Family Stress

Top 5 Family Stress Relief Strategies

Having a place to go – is a home.  Having someone to love – is a family.  Having both – is a blessing.  ~Donna Hedges

Stress comes in all forms and from all directions, especially for families in these crazy busy, technologically advanced, financially tough times. However, even with the technology we've available to us, one of the biggest causes of stress in a family is lack of communication.

The unfortunate reality is that kids communicate with seemingly everyone but their family through texting, email, Facebook or Twitter. It can be tough to get through to your kids, which makes it a challenge to strengthen your family's bond.

Getting Involved with Your Kids

One way to get more involved with your kids is to start communicating in a way that they'll actually listen.

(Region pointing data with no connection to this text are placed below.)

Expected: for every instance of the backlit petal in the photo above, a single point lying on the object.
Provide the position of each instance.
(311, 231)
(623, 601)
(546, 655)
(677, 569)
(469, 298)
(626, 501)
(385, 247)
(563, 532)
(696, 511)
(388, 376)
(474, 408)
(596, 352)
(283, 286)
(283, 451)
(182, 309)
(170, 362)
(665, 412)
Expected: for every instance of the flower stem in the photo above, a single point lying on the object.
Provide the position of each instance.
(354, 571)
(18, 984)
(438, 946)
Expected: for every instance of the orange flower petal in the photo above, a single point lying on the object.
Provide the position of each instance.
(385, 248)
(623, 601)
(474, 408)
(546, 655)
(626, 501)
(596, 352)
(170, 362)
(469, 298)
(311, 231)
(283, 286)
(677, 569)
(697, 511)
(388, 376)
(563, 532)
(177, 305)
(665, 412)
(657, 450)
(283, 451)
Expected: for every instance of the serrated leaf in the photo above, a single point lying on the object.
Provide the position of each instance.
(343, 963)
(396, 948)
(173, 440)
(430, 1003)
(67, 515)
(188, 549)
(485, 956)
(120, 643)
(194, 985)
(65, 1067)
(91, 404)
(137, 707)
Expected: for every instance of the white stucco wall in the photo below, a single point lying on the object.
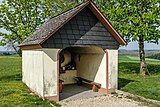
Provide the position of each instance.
(50, 71)
(112, 69)
(32, 70)
(92, 67)
(39, 69)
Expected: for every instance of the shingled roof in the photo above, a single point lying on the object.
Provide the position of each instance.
(55, 23)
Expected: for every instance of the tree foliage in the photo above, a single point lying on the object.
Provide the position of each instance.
(22, 17)
(136, 20)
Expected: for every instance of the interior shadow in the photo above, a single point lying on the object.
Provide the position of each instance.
(122, 82)
(72, 90)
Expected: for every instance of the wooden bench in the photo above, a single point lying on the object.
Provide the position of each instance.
(95, 86)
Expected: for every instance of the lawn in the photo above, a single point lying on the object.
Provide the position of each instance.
(131, 81)
(13, 93)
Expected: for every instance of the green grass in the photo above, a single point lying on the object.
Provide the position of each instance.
(131, 81)
(13, 93)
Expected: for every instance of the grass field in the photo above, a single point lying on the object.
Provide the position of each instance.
(13, 93)
(131, 81)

This may mean that you need to learn how to text, email and get on the social networks your kids are on. The idea is to be a source of support for your child, and that means you need to be an active player in their life, even if they push you away.

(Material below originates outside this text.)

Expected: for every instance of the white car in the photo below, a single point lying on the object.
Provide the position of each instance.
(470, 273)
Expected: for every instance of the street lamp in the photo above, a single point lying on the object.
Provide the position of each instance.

Even if you get active in your child's life online, the best way to communicate with your kids is while they're at home. Talk to them face to face and don't be afraid to ask questions. You might be surprised at how they respond. At first it may seem awkward, but the more you do it, the easier communication becomes.

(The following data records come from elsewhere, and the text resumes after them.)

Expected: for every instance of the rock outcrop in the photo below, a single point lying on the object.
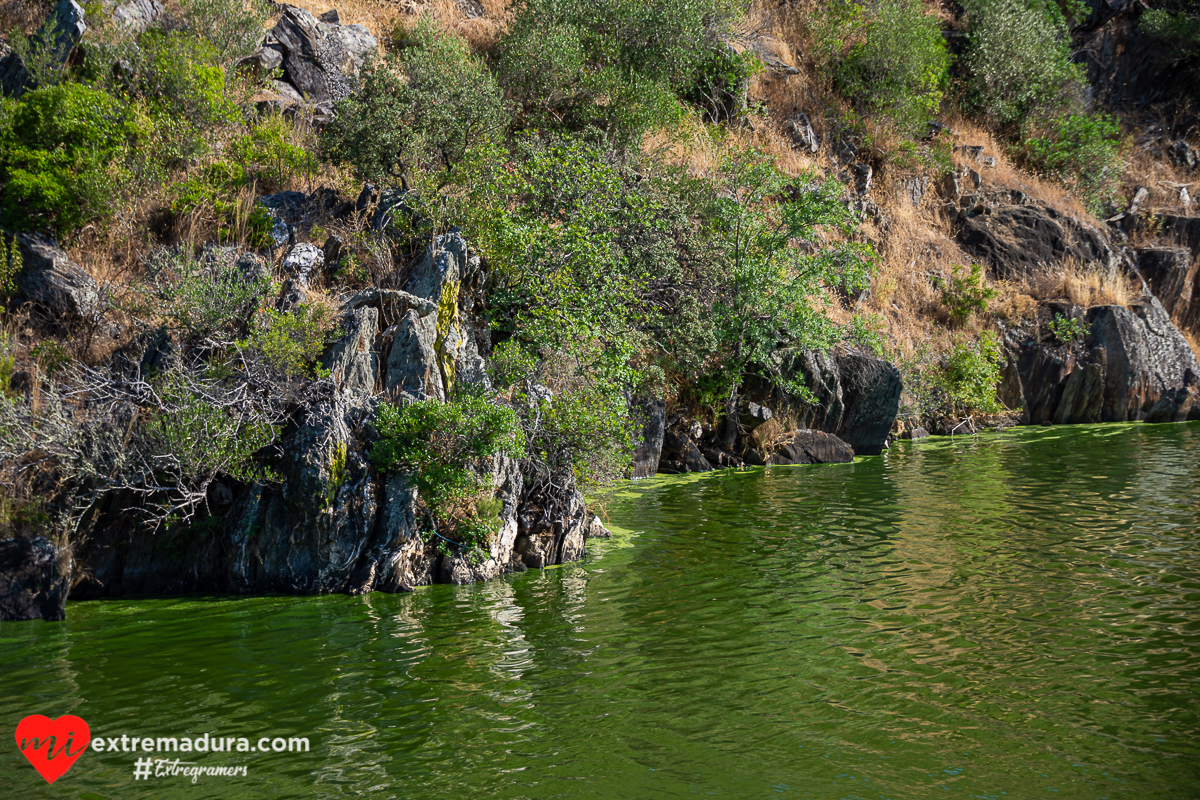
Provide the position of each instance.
(334, 523)
(52, 280)
(35, 576)
(1128, 361)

Communication with Your Spouse

If you're lacking an open line of communication with your spouse, one reason may be that you're not speaking each other's love language or understanding their relating style. This means that you need to discover what your spouse responds to the best. Is it touch, the words you say, gifts, acts of service, or spending quality time together? Once you know how to show love to your spouse, show it abundantly!

Also, listen to your spouse's feelings, as this will often give you ideas about how you can better connect with them. If your spouse says something along the lines of "You never touch me anymore" or she wants to hold hands all the time, her love language is physical touch. If your spouse often uses the phrase "We never spend any time together," and likes to just sit and talk, their love language is quality time.

Spend Quality Time With Your Family

Another big stress on today's family is not spending enough time together. This is most likely because everyone is so busily involved in other activities that you barely have time to yourself, let alone one another.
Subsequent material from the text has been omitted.